THE 180: What would you say is the most important thing that students need to succeed?
JOSCELYN REED: Confidence. These days students are regularly facing multiple moments of oppression. That has the potential to make them feel like they are less than capable of achieving greatness if they don’t have adults that teach them that they are supported as they try, fail, and persist through challenges. The only guarantee our students get is that there will always be another challenge to overcome.
My hope is that students are acquiring the ability to clearly articulate their opinions with respect to their peers and teachers. They are learning how to agree with sentiments that resonate as well as respectfully disagree with those who oppose their beliefs. This looks like a student confidently answering a question in class and once they are challenged by their teacher on their thought process, they don’t change their answer. They instead lean into the discomfort and push to elaborate their stance. Students will be questioned time and time again as they grow older. The benefit is preparing them now for those moments. No matter how difficult it may be, they will have the capability to speak from their heart and back it up with facts.
With technology advancements and social media, the skill of intentional dialogue is becoming less practiced. I hope that students are confident and skilled at sharing their perspectives with their voices just as comfortably as they are typing them. Evidence of this is when our students end up passionately and courageously advocating for their rights on the steps of government buildings, in the middle of the road or in their own homes.

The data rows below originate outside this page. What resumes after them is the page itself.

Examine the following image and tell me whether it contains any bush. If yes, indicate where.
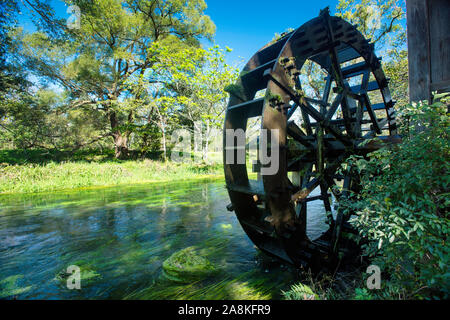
[344,96,450,299]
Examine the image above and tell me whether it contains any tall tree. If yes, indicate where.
[17,0,215,158]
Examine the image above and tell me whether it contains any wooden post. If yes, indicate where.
[406,0,450,102]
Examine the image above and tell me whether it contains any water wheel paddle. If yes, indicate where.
[224,9,399,266]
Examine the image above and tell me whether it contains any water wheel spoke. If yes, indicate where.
[224,6,396,265]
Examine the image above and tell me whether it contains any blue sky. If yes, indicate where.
[205,0,338,62]
[20,0,338,64]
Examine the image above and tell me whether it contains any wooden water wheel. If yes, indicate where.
[224,9,398,267]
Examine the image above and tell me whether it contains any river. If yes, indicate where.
[0,180,330,299]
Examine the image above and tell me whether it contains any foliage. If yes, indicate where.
[17,0,215,157]
[345,102,450,298]
[283,283,319,300]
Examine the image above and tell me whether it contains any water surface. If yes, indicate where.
[0,180,330,299]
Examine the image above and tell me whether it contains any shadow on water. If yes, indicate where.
[0,181,330,299]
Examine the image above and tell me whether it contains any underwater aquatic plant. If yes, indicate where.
[163,247,217,282]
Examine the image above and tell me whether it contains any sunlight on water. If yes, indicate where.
[0,181,330,299]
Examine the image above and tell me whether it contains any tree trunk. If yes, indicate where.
[114,132,129,159]
[109,112,129,159]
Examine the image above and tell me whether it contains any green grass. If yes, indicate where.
[0,159,223,194]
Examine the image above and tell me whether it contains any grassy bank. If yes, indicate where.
[0,159,223,194]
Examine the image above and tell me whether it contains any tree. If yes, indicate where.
[147,45,239,161]
[336,0,409,105]
[17,0,215,158]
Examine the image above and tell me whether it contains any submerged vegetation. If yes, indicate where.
[162,247,217,283]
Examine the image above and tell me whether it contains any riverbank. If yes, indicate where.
[0,159,223,194]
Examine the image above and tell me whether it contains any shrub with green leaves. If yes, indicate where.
[345,96,450,299]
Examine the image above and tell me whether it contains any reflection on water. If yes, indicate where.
[0,181,330,299]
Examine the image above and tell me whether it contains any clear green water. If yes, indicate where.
[0,181,328,299]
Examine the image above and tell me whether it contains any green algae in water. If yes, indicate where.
[283,283,319,300]
[0,274,33,299]
[163,247,217,283]
[55,261,102,286]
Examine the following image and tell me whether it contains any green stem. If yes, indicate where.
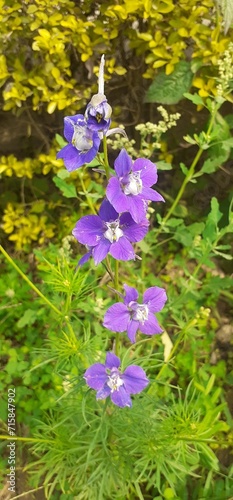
[157,148,203,237]
[103,135,110,179]
[79,172,96,214]
[11,483,53,500]
[0,434,53,443]
[157,105,219,237]
[0,245,76,340]
[114,260,120,356]
[0,245,63,316]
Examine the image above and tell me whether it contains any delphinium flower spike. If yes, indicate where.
[106,149,164,222]
[103,285,167,343]
[57,56,112,172]
[72,200,149,265]
[85,55,112,134]
[84,352,149,408]
[57,115,100,172]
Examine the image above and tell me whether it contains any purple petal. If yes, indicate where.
[76,143,100,168]
[72,215,103,246]
[78,250,92,267]
[64,115,85,142]
[84,363,107,390]
[103,302,130,332]
[96,384,111,399]
[127,319,140,344]
[141,187,165,201]
[57,144,80,172]
[109,236,135,260]
[120,213,149,243]
[106,177,129,213]
[124,285,138,304]
[105,352,121,370]
[92,238,111,266]
[143,286,167,313]
[122,365,149,394]
[110,385,132,408]
[139,312,163,335]
[114,149,133,177]
[127,196,146,223]
[133,158,158,187]
[99,199,119,222]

We teach them accountable talk and then they go confidently speak about holding others accountable for justice in our communities. They see the power in using their voice because their confidence has been carefully cultivated by adults that care about them.
THE 180: What do you hope for your own child, Zaire?

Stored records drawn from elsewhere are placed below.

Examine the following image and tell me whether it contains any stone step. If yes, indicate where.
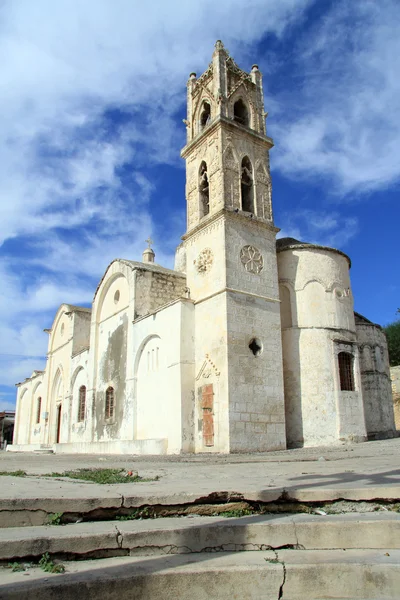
[0,512,400,561]
[0,549,400,600]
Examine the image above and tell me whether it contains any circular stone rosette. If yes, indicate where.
[196,248,214,274]
[240,246,264,273]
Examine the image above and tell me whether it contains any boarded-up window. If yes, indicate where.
[105,387,115,419]
[36,396,42,423]
[338,352,354,392]
[78,385,86,421]
[201,383,214,446]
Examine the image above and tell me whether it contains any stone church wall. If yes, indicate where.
[132,299,194,453]
[135,268,186,317]
[390,365,400,431]
[278,246,366,446]
[356,317,396,439]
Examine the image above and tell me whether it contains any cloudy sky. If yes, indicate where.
[0,0,400,409]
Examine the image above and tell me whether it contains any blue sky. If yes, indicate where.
[0,0,400,409]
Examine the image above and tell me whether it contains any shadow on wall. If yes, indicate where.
[279,252,304,448]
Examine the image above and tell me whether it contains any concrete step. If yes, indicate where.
[0,549,400,600]
[0,512,400,561]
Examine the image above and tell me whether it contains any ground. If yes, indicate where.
[0,438,400,503]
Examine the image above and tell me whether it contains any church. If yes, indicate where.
[8,41,396,454]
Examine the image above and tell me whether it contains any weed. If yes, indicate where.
[47,513,64,525]
[215,508,254,518]
[115,506,154,521]
[39,552,65,573]
[7,562,25,573]
[264,558,280,565]
[45,469,159,484]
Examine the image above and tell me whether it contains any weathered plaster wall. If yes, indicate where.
[130,299,194,454]
[68,350,93,443]
[390,365,400,430]
[13,372,46,444]
[135,268,186,317]
[356,317,396,439]
[72,309,91,356]
[278,248,366,446]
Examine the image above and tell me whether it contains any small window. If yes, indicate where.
[78,385,86,422]
[36,396,42,423]
[199,160,210,218]
[241,156,254,213]
[200,102,211,131]
[338,352,355,392]
[233,98,249,127]
[105,387,115,419]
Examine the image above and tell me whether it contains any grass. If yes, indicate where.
[7,552,65,573]
[47,513,64,525]
[115,506,154,521]
[215,508,254,518]
[7,562,26,573]
[39,552,65,573]
[44,469,159,484]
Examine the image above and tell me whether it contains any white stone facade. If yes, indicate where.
[9,42,394,454]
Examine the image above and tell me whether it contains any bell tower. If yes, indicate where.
[182,41,273,231]
[180,41,286,452]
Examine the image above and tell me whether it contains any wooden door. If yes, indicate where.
[201,383,214,446]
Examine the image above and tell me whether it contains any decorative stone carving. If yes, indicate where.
[196,248,214,274]
[240,246,264,274]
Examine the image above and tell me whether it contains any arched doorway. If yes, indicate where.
[56,404,62,444]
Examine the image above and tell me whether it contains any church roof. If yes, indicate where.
[62,304,92,312]
[354,311,382,329]
[93,258,186,301]
[115,258,186,279]
[276,237,351,267]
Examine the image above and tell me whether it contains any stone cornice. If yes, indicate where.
[182,207,280,241]
[181,115,274,158]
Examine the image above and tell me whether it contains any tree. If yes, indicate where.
[383,318,400,367]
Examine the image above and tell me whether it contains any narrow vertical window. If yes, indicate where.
[241,156,254,213]
[338,352,355,392]
[233,98,249,127]
[78,385,86,422]
[200,102,211,131]
[36,396,42,423]
[199,160,210,218]
[105,387,115,419]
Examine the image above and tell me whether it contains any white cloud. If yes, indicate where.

JOSCELYN REED: An educational experience that extends beyond subject content and into the development of his passions, character and advocacy. That would support his best self being seen, heard and felt by all that know and love him.
THE 180: Is there anything else you’d like to add?
JOSCELYN REED: After a few years of reflecting and doing this work, I have finally narrowed down what I believe is most impactful for me to communicate with educators. That is, if students know for a fact that you come to work every day for them, it strengthens the relationships required for them to even want to be in school and learn from you. This occurs before a book is read or a lesson is taught. It can’t be an assumption, students need to hear it said to them; “I love you.” “I’m happy to see you here in school.” “I am excited to teach you what I know today.” “It will be challenging.” “I believe in you.”
We support students in finding their purpose and passion, nurturing it, and then recognizing that it is a journey. They certainly will fail at some point. It is what they do next that defines who they are and how great they will become. If students know with certainty that you are committed to not allowing the barriers to inhibit their ability to maximize their learning opportunities, persistence will become an inherent tool in their toolkit for the rest of their lives.
Students can embrace the humble beginnings in which they may have started and rise to the challenge of overcoming those difficulties by being intentional about their contributions and effort in the classroom. As educators, we know that greatness requires patience and with time greatness becomes personalized.